Film de Yannick Kergoat coécrit avec Denis Robert, « La (très) grande évasion » décortique les mécanismes de la fraude fiscale. Un documentaire instructif mais un peu démoralisant.
Ceux qui pratiquent l’évasion fiscale la considèrent comme un « sport ». Mais un sport réservé aux riches, gros actionnaires et gros propriétaires, grandes fortunes et grandes entreprises. « La (très) grande évasion » (sortie le 7 décembre), documentaire réalisé par Yannick Kergoat (qui avait tourné « Les nouveaux chiens de garde ») et coécrit avec Denis Robert, explique clairement le règles de ce sport de riche, où ce sont toujours les tricheurs qui gagnent.

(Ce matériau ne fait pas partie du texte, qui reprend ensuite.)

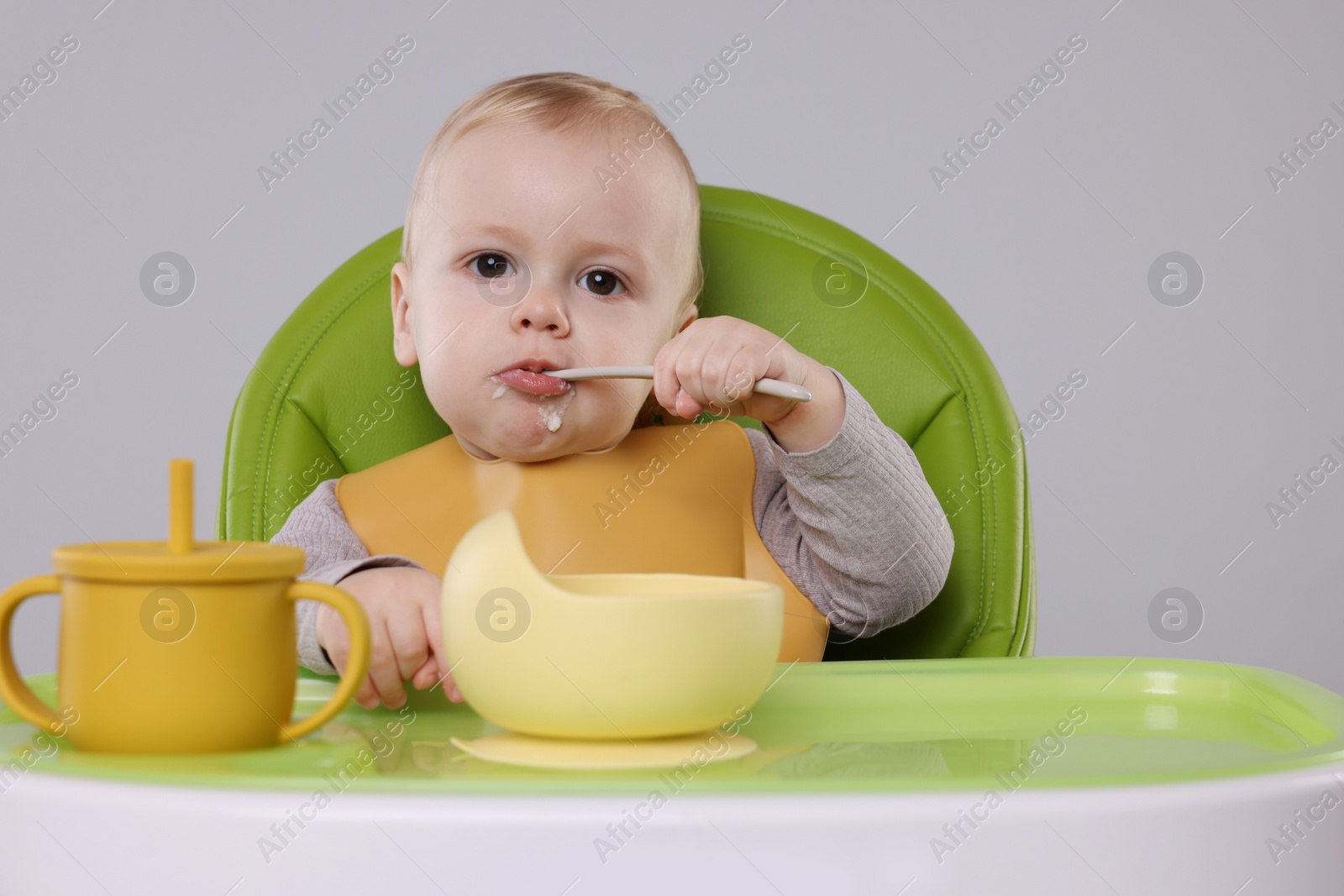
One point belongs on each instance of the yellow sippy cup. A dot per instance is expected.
(178, 647)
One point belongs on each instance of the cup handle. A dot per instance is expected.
(13, 687)
(356, 665)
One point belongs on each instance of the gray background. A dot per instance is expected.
(1158, 140)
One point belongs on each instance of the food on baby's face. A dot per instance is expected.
(550, 405)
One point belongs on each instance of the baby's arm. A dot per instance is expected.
(398, 597)
(853, 523)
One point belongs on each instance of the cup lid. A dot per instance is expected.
(181, 558)
(156, 562)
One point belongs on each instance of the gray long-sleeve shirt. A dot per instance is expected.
(853, 524)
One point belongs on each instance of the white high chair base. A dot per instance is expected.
(78, 836)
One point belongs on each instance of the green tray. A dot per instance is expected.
(870, 726)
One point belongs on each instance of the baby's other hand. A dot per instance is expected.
(402, 605)
(716, 362)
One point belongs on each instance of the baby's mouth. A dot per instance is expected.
(533, 382)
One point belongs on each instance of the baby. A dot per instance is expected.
(554, 223)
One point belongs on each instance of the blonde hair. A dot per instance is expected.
(559, 101)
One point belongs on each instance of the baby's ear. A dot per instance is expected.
(403, 344)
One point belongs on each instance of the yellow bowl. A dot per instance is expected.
(602, 656)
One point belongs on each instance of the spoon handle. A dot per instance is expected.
(645, 372)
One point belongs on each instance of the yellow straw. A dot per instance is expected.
(181, 539)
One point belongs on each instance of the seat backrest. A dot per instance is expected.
(328, 398)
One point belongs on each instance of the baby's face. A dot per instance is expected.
(526, 261)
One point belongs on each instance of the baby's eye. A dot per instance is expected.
(602, 282)
(491, 265)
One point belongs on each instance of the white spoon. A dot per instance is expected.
(645, 372)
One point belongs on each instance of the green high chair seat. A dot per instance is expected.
(327, 398)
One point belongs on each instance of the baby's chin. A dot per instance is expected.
(534, 429)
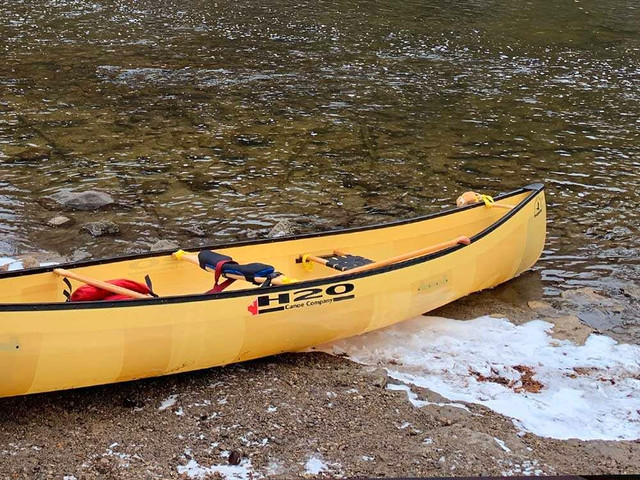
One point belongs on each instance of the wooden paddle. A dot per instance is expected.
(193, 258)
(100, 284)
(468, 198)
(461, 240)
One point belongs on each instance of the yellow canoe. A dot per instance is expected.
(48, 344)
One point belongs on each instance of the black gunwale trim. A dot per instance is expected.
(535, 190)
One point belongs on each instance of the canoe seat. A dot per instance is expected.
(339, 260)
(223, 264)
(346, 261)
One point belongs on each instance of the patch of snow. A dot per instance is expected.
(315, 465)
(15, 264)
(168, 402)
(589, 391)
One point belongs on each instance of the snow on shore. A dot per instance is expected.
(16, 264)
(549, 387)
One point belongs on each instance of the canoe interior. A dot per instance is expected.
(178, 278)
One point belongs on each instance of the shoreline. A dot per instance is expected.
(293, 415)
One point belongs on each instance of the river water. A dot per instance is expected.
(211, 121)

Produit grâce à une campagne de financement participatif, et avec le soutien de la Région Grand-Est, ce film raconte combien le capitalisme est devenu « incontrôlable », et comment une « mafia financière » sans scrupules dispose de moyens accrus pour « tricher ».

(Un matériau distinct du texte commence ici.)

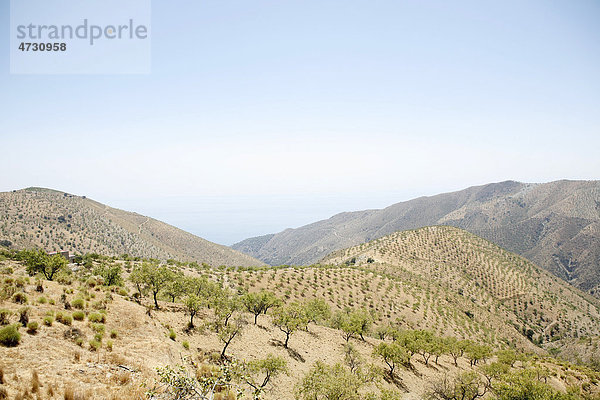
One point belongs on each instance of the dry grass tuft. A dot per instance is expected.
(35, 382)
(72, 394)
(122, 378)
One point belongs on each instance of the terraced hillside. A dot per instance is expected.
(449, 271)
(54, 220)
(85, 336)
(556, 225)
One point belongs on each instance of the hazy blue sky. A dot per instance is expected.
(262, 115)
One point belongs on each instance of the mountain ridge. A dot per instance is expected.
(552, 224)
(55, 220)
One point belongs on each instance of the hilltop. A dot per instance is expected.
(556, 225)
(54, 220)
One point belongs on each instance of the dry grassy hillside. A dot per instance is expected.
(51, 362)
(451, 272)
(556, 225)
(55, 220)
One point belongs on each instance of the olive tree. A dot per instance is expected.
(289, 319)
(268, 368)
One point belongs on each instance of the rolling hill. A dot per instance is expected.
(556, 225)
(53, 220)
(441, 279)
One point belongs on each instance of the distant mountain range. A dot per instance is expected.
(54, 220)
(556, 225)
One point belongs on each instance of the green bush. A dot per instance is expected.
(94, 345)
(20, 298)
(32, 327)
(64, 318)
(99, 328)
(4, 316)
(78, 315)
(10, 336)
(78, 304)
(97, 317)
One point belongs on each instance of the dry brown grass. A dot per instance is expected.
(35, 382)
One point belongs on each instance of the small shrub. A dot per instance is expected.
(5, 316)
(20, 298)
(97, 317)
(10, 336)
(78, 315)
(32, 327)
(35, 381)
(64, 318)
(24, 316)
(98, 328)
(94, 345)
(78, 304)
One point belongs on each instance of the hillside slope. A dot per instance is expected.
(446, 270)
(556, 225)
(441, 279)
(54, 220)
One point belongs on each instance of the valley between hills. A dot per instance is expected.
(146, 311)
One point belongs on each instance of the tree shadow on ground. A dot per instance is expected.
(292, 353)
(394, 380)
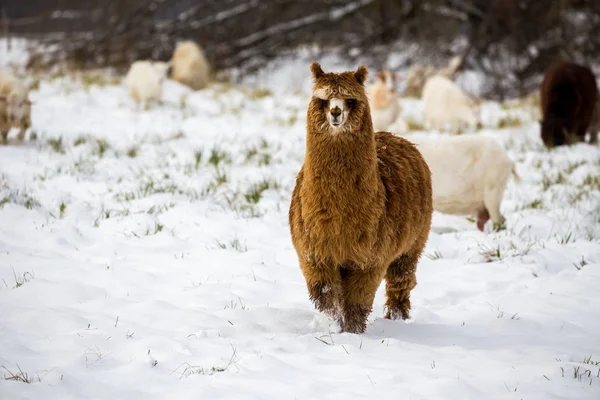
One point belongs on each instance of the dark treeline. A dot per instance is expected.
(511, 41)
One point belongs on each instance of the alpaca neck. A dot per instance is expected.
(346, 154)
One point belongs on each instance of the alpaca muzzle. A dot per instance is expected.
(336, 116)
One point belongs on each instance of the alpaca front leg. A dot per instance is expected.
(400, 279)
(324, 286)
(21, 134)
(358, 287)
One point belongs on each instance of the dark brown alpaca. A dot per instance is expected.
(568, 93)
(361, 209)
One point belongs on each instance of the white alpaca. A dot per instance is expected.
(446, 106)
(383, 100)
(15, 107)
(418, 75)
(469, 175)
(144, 80)
(190, 66)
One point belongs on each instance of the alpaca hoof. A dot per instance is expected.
(324, 299)
(355, 318)
(396, 315)
(402, 311)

En ouverture, on retrouve la désormais fameuse phrase d’Emmanuel Macron, affirmant aux professionnels de la santé, désespérés par le manque de moyens de l’hôpital public, qu’il « n’y a pas d’argent magique ». Un argument répété pendant des décennies par les politiques, évoquant dans la foulée le poids de la dette, le déficit de l’Etat, celui des comptes sociaux… C’était avant la crise sanitaire du covid. Depuis, pouf, baguette magique ! Finalement si, de l’argent est apparu pour soutenir l’économie et les entreprises alors que le pays était à l’arrêt, en confinement.
La mondialisation de « l’optimisation »
Lors de la crise financière de 2008, déjà, de l’argent était miraculeusement sorti de la boîte lorsqu’il s’agissait de sauver les banques de la faillite. Dans de grandes déclarations, des chefs d’Etat, dont Nicolas Sarkozy, désignaient l’ennemi international : les paradis fiscaux. Promis, craché, juré : on allait mettre fin à l’évasion fiscale, mettre fin au secret bancaire en Suisse, mettre fin à la disparition de tout cet argent. Même pas caps ! Non, définitivement pas caps, les révélations des Panama Papers, des LuxLeaks, démontraient que les tricheurs savaient toujours tricher.
Le documentariste Yannick Kergoat met en scène des spécialistes, économistes, magistrats, universitaires… devant un décor paradisiaque, la mer, le soleil, les cocotiers… Mais non, tous les paradis fiscaux ne sont pas des îles ; sans plages, certains Etats américains ou le paisible Luxembourg sont effectivement un éden pour fraudeurs. Les listes officielles répertoriant ces oasis sont d’ailleurs très fluctuantes. Avec des séquences d’animation très didactiques, des schémas très clairs, ce film décortique les mécanismes de la fraude, la mondialisation de « l’optimisation » fiscale, le rôle des filiales bancaires, holdings, sociétés écrans, et le parcours de cet argent disparu…
Un scandale que dénonce également l’ancien juge Renaud Van Ruymbeke dans un livre, « Offshore, dans les coulisses édifiantes des paradis fiscaux » (Editions Les Liens qui libèrent) ; il y a plus de vingt-cinq ans, le magistrat était avec Denis Robert à l’origine d’un Appel de Genève, regrettant déjà l’impuissance de la justice à lutter contre les malversations financières.
L’habileté et la mauvaise foi
« La (très) grande évasion » est un documentaire très instructif, épicé de ce qu’il faut d’humour et d’ironie pour faire passer le message. Mais après l’efficace démonstration, on ne peut s’empêcher d’être un peu désemparé et démoralisé par l’habileté et la mauvaise foi des tricheurs, alors qu’il n’y a jamais eu autant d’argent placé offshore : chaque année 600 milliards délocalisés par les multinationales, de 80 et 100 milliards fiscalement évadés du territoire français. Des évaluations hypothétiques, des montants qui ne représentent rien pour les citoyens dont le pouvoir d’achat est érodé par l’inflation, et les droits sociaux (retraite, chômage…) menacés par le libéralisme.
Si ce n’était pas si scandaleux, ce serait presque trop facile d’évoquer les propriétés du couple Balkany, ou de montrer Jérôme Cahuzac mentant éhontément à l’Assemblée nationale ou discourant à un colloque consacré à « la lutte contre la fraude fiscale ». Yannick Kergoat ne s’en prive pas, et rappelle que la pandémie a rendu les riches encore plus riches : quelques actionnaires de laboratoires pharmaceutiques figurent désormais dans la liste des nouveaux milliardaires. Quant aux pauvres, ils sont bien sûr plus pauvres.
Patrick TARDIT
« La (très) grande évasion » un documentaire de Yannick Kergoat (sortie le 7 décembre).